Thriller, c'était aussi un puissant vecteur de culture populaire et de mode de rue. C'était l'époque où tous les jeunes, en ville comme dans les banlieues, se baladaient avec des gants pailletés, des perfectos rouge pompier et des loafers en cuir noir.

C'était l'époque où nous essayions tous de maîtriser l'art du moonwalk, un pas de danse glissé que Michael Jackson a introduit sur Billie Jean, une chanson qui sert aujourd'hui - malheureusement - à danser le continental dans tous les mariages québécois.

C'était l'époque de Wanna Be Starting Something, de The Girl Is Mine (en duo avec Paul McCartney) et de P.Y.T., pour Pretty Young Thing, autre bombe de discothèque. Du groove à la pelletée.

Alors que les chaînes musicales comme MuchMusic et MusiquePlus décollaient chez nous, Jackson continuait d'imposer la dictature de l'image, bien amorcée avec Thriller, et cimentée avec Bad, un vidéoclip (un court métrage, en fait) réalisé par le grand cinéaste Martin Scorsese (Raging Bull, GoodFellas).

Sur Bad, encore une pléthore de succès, dont The Way You Make Me Feel, I Just Can't Stop Loving You, Dirty Diana et Smooth Criminal. Non, mais quel génie! C'est de ce Michael-là qu'il faut se souvenir, l'artiste visionnaire qui dansait comme un dieu et dont la voix haut perchée a maintes fois été copiée (n'est-ce pas Justin Timberlake?).

En lançant Dangerous en 1991, son dernier CD vraiment intéressant, Jackson a poursuivi son exploration des vidéoclips léchés et stylisés, notamment avec le superbe Black or White, où des visages de toutes les couleurs et de toutes les formes se fondaient les uns dans les autres. Magnifique.

Pour In the Closet, MJ a retenu les services du réputé photographe Herb Ritts. Pour Who Is It, une pièce quasiment inconnue, il a embauché David Fincher (Seven, Fight Club, Benjamin Button).

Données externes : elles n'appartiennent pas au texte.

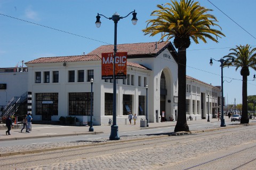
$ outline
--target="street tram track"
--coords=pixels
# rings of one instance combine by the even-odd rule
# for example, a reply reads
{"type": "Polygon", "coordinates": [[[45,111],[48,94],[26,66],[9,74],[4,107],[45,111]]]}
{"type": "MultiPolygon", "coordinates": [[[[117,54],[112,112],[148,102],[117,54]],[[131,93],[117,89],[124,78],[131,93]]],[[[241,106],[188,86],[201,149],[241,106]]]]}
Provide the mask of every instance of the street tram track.
{"type": "MultiPolygon", "coordinates": [[[[248,150],[251,150],[253,148],[256,148],[256,145],[254,145],[253,147],[247,147],[247,148],[244,148],[242,150],[236,151],[235,152],[232,152],[231,153],[229,153],[229,154],[228,154],[228,155],[224,155],[224,156],[222,156],[219,157],[218,158],[214,158],[212,160],[210,160],[207,161],[203,163],[201,163],[201,164],[197,164],[197,165],[193,165],[193,166],[191,166],[190,167],[183,169],[183,170],[191,169],[194,169],[194,168],[196,168],[196,167],[199,168],[199,169],[202,169],[201,168],[201,166],[202,166],[203,165],[203,166],[207,166],[207,164],[218,164],[218,161],[219,161],[220,159],[223,159],[223,158],[229,158],[229,157],[231,157],[230,158],[232,158],[232,157],[233,157],[234,155],[236,155],[236,154],[237,154],[237,153],[241,153],[244,152],[247,152],[248,150]],[[214,162],[215,162],[215,161],[217,161],[217,163],[214,163],[214,162]]],[[[239,168],[242,168],[243,167],[245,166],[248,164],[249,164],[249,163],[251,163],[251,162],[252,162],[254,160],[256,160],[256,158],[252,159],[251,160],[250,160],[249,161],[246,161],[245,163],[242,164],[242,165],[238,165],[235,167],[233,167],[231,169],[230,169],[230,170],[235,170],[235,169],[237,169],[239,168]]]]}
{"type": "MultiPolygon", "coordinates": [[[[255,126],[251,126],[251,128],[255,126]]],[[[116,154],[123,152],[131,152],[134,150],[126,151],[126,148],[136,144],[137,148],[140,149],[148,149],[153,147],[158,147],[159,142],[171,142],[168,145],[171,147],[173,144],[179,144],[179,143],[188,143],[190,141],[198,141],[198,137],[203,137],[204,139],[207,138],[211,139],[216,136],[229,135],[230,133],[233,133],[234,128],[232,129],[226,129],[225,131],[221,129],[218,131],[204,133],[193,133],[189,135],[181,135],[175,136],[168,136],[162,135],[154,137],[147,137],[135,140],[117,141],[114,142],[103,142],[95,144],[85,144],[83,147],[76,148],[67,149],[63,150],[57,150],[50,151],[45,151],[35,153],[28,153],[25,155],[17,155],[5,157],[0,157],[0,166],[2,168],[15,166],[20,167],[22,164],[27,165],[30,164],[32,166],[40,165],[40,162],[44,160],[48,163],[58,163],[59,160],[69,161],[76,159],[83,159],[83,158],[93,158],[101,156],[107,156],[111,154],[116,154]],[[233,131],[232,131],[233,129],[233,131]],[[229,133],[228,133],[229,132],[229,133]],[[97,150],[95,149],[97,147],[97,150]],[[42,158],[42,156],[44,156],[42,158]],[[33,158],[33,159],[31,159],[33,158]],[[11,163],[10,162],[12,159],[11,163]],[[15,160],[15,163],[14,162],[15,160]],[[38,163],[38,164],[37,164],[38,163]]],[[[239,131],[246,131],[246,128],[241,128],[239,131]]]]}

Après Dangerous, alors que les bizarreries s'accumulaient dans le dossier Jackson, j'ai tranquillement abandonné mon idole de jeunesse. Parce que le mythe s'effritait sous mes yeux. Parce que la légende agonisait. Et parce que, comme pour les fans d'Elvis Presley, je préférais ranger l'image d'un Michael équilibré et en santé dans son dossier à souvenirs.

Hier soir, en réécoutant en boucle tous ses succès, c'est le Michael Jackson des années 80 qui dansait dans mes souvenirs. Bien naïvement, je me cramponne à cette image. Et à celle de moi, qui saute sur un petit lit en me prenant pour lui (mais sans le manteau avec les multiples fermetures éclair, parce qu'il coûtait trop cher).